Tonawanda News — Pilozzi, a veteran who was on the council for eight years and has been mayor since 2006, based much of his campaign on the stabilization of the city’s financial status and property taxes, as well as progress made at the former Spaulding Fiber property. He conceded the race Tuesday night and wished Davis the best.
“The bottom line is I did the best I could financially and in every other way for the city,” Pilozzi said Tuesday at a gathering of local Republicans. “It’s a democracy, the people spoke, and I’m OK with that.”
Pilozzi noted that he wished he could work with the new Republican candidates that were elected to the council, as the body was previously controlled by Democrats. Two-term councilman Richard Slisz’s comments Tuesday night highlighted the tenuous relationship between the mayor and some council members.
“We had to watch him like a horse, because he was a slippery guy, and we finally caught him,” Slisz, a Democrat who lost his re-election bid Tuesday, said.
During the campaign, Pilozzi stood by the Little League Drive housing contract as a way for the city to bring in much-needed revenue without paying the $1.8 million for infrastructure costs at the 16.94-acre site, which is currently without sewer and water lines.

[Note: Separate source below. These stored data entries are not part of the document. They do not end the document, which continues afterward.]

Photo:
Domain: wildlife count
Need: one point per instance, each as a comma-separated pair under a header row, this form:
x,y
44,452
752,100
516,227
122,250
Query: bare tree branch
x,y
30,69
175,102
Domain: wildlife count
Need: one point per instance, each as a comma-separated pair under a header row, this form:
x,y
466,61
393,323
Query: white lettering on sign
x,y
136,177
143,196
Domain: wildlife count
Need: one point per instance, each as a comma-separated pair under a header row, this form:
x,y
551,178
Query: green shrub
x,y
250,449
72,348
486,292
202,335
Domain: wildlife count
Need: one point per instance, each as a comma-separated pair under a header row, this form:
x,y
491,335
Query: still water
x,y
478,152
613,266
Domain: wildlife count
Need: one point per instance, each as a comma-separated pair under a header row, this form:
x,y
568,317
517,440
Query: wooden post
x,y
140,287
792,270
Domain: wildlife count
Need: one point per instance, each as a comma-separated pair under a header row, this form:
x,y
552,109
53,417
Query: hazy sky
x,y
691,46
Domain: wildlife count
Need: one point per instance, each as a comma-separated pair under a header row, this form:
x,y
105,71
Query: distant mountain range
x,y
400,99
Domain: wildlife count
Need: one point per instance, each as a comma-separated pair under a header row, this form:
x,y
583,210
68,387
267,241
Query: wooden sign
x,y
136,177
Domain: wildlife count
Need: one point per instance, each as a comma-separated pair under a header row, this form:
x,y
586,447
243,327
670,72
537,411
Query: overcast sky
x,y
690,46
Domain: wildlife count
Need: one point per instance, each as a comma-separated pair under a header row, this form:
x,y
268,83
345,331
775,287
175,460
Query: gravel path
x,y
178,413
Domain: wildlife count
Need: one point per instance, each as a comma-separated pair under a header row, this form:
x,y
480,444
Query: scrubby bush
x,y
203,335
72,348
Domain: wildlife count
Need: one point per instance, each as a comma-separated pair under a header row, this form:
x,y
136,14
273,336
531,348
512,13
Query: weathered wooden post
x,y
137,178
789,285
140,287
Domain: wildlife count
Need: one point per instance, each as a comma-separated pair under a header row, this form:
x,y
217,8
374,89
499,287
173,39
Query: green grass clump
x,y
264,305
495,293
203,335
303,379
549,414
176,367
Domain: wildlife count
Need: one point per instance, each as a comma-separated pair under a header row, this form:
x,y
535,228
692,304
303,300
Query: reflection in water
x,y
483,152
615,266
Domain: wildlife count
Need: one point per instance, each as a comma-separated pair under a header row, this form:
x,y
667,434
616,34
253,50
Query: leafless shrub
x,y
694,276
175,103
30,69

He said Tuesday that the project may have been misunderstood by voters.
“It is a good project for the city, and bringing in new families bodes well,” he said. “But the project was made to look like it was all my idea, and it wasn’t. Now, it is his and the council’s call.”
After more than 20 years in city politics, he said he hopes to spend time with his grandchildren come Jan. 1.
“I don’t think people realized how much time I put into this job,” he said.